Woah there adorable!  feel free to do any of the horses in my barn!


----------



## equus717 (Aug 20, 2009)

Can you do any one of these for me.
Her name is Pocos Impressive QT (QT) 
Can you do her rearing?


----------



## MajesticSpirit (Jul 17, 2010)

Hope that looks ok, it was hard to pick out her colors in the pics!


----------



## MajesticSpirit (Jul 17, 2010)

Chose Karlos, hope you like him!


----------



## equus717 (Aug 20, 2009)

That is because she is going grey. I like that one a lot.


----------



## CrazyHorseArtist (May 12, 2011)

Aww those are so cute! I don't care what kind of pose, she's a roadster prospect though so maybe trotting? <3
(she's a sun faded black)

CBF's Senbonzakura


----------



## MajesticSpirit (Jul 17, 2010)

That pony is too cute! Looks like a mini Black Beauty hehe.
Here is the avatar, I made her mane and fetlock fluffier than the original horses


----------



## JackofDiamonds (Aug 31, 2010)

Thankyou very much! So cute!!


----------



## Can He Star (Mar 9, 2011)

hm can you do one of him......rearing?









*Can He Star*


----------



## Can He Star (Mar 9, 2011)

ohhh btw ur very clever


----------



## CrazyHorseArtist (May 12, 2011)

MajesticSpirit said:


> That pony is too cute!
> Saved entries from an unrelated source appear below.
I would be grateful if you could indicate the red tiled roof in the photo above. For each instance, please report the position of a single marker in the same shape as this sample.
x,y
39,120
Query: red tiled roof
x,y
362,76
Looks like a mini Black Beauty hehe.
> Here is the avatar, I made her mane and fetlock fluffier than the original horses


omg! sooo cute!! ty sooooo much!!!!!!!!!!


----------



## MajesticSpirit (Jul 17, 2010)

Here's He Can Star!


----------



## lildonkey8 (Dec 12, 2010)

Can you do one of Tanoka just being adorable? Piccies in my barn


----------



## Can He Star (Mar 9, 2011)

MajesticSpirit said:


> Here's He Can Star!


omg thats awesome. hmmmm what is your game called? oh to.... if it isnt a hasel do you think you could change his name to -Can He Star-?


----------



## PintoTess (Aug 18, 2010)

They are not showing up for me


----------



## Phantomstallion (Jan 3, 2010)

These are awesome!


----------



## PintoTess (Aug 18, 2010)

I really want to see them but it won't let me!


----------



## MajesticSpirit (Jul 17, 2010)

sorry it took me so long to fix his name! I made you a pegasus version of him as well to make up for my slowness! <3


----------



## Marlea Warlea (Apr 27, 2010)

me me me!! (can you do donkeys??)


----------



## MajesticSpirit (Jul 17, 2010)

Here's Tanoka


----------



## MajesticSpirit (Jul 17, 2010)

donkeys haha, I'm sure I could pull it off. 

guys I'll also do unicorn and pegasus versions or pega-corns.


----------



## lildonkey8 (Dec 12, 2010)

Cool! If you'd like you could always do another for me.:lol:


----------



## Marlea Warlea (Apr 27, 2010)

heres beth 

weird colour so hope you can do it 

it'll be a challenge


----------